|James Carson Breckinridge|
|Born||October 13, 1877|
|Died||March 2, 1942(aged 64)|
|Place of birth||Memphis, Tennessee|
|Place of death||Summit Point, West Virginia|
|Place of burial||Lexington Cemetery|
|Service/branch||United States Marine Corps|
|Years of service||July 11, 1898 to October 1, 1941|
United States occupation of Nicaragua
*Battle of Veracruz
United States occupation of the Dominican Republic
|Relations||Dorothy Throckmorton Thomson, John C. Breckinridge|
James Carson Breckinridge (September 13, 1877 – March 2, 1942) was a lieutenant general of the United States Marine Corps. He was the son of Clifton Rhodes Breckinridge and a member of the prominent Breckinridge family.
Breckinridge was appointed as a second lieutenant in 1899 to fight in the Spanish–American War, seeing service at Cavite in the Philippines. He was promoted to captain on July 23, 1901, serving as the commander of Marine detachments at sea through that decade. He served ashore in Panama and Nicaragua from late 1909 to early 1911, months later, temporary expeditionary duty in Cuba.
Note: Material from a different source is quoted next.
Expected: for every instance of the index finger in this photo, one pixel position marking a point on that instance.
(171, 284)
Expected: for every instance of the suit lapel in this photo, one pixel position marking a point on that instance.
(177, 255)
In April 1914, he participated in the United States occupation of Veracruz while in command of the Marine attachment from the USS Utah. He received a commendation for his conduct in battle.
Breckinridge served as naval attaché at many diplomatic posts from April 1916 to September 1918, to include Petrograd, Russia, Christiania, Norway, Copenhagen, Denmark, and Stockholm, Sweden. His service would earn him the Navy Cross, for "distinguished service in the line of his profession as Naval Attache to the American Legations at Christiana and Stockholm, and for a time also at Copenhagen. At all of these posts of duty, the service of information established and conducted was of great value to the United States and allied Powers." He was promoted to major on June 12, 1916, to lieutenant colonel two months later, and to colonel on July 1, 1918.
From February 1919 to October 1920, he commanded the 15th Regiment, 2nd Brigade of Marines, in the occupation of the Dominican Republic, and from October 4, 1920 to May 5, 1921, was in command of the Guardia National Dominicana. In 1922, he returned to the United States to attend the Army War College, then commanded Marine Barracks, Washington, D.C. from August 1923 to September 1925. From 1925 to 1927, Breckinridge was attached to the USS Seattle as Fleet Marine Officer and aide on the Staff of the Commander in Chief, United States Fleet. He next served as chief of staff for, and later commanded the 1st Marine Regiment at Marine Barracks, Quantico, Virginia from December 1, 1927 to December 25, 1929. In July 1928, he was placed in command of the Marine Corps Schools at Quantico.
From January 28, 1930 until March 13, 1932, Breckinridge commanded the Marine Detachment at the American Legation, Peiping, China, and was promoted to brigadier general on October 31, 1931. Following this, he returned to Quantico to command Marine Corps Schools again until January 6, 1935, having been promoted to major general on February 1, 1935. He was ordered to San Francisco, California, to assume command of the Department of the Pacific until June 24, 1937, when he again returned to Quantico as commander until September 1939. He then commanded Marine Barracks, Parris Island, South Carolina until his retirement effective October 1, 1941, having attained the statutory retiring age of 64 years. He received a promotion to lieutenant general at that date in recognition of his decorated service as a combat veteran.
Retirement and death
He retired on October 1, 1941, and returned to his home in the Shenandoah Valley. After his death, according to his wishes, he was buried in the Breckinridge family plot at Lexington Cemetery in Lexington, Kentucky.
Awards and honors
|Navy Cross||Marine Corps Expeditionary Medal||Spanish Campaign Medal||Philippine Campaign Medal|
|Army of Cuban Pacification Medal||Mexican Service Medal||World War I Victory Medal||American Defense Service Medal|
The USS General J. C. Breckinridge (AP-176) and the James Carson Breckinridge Professional Library at the Marine Corps University is named for him, as a tribute for his efforts to prepare the next generation of Marines for World War II.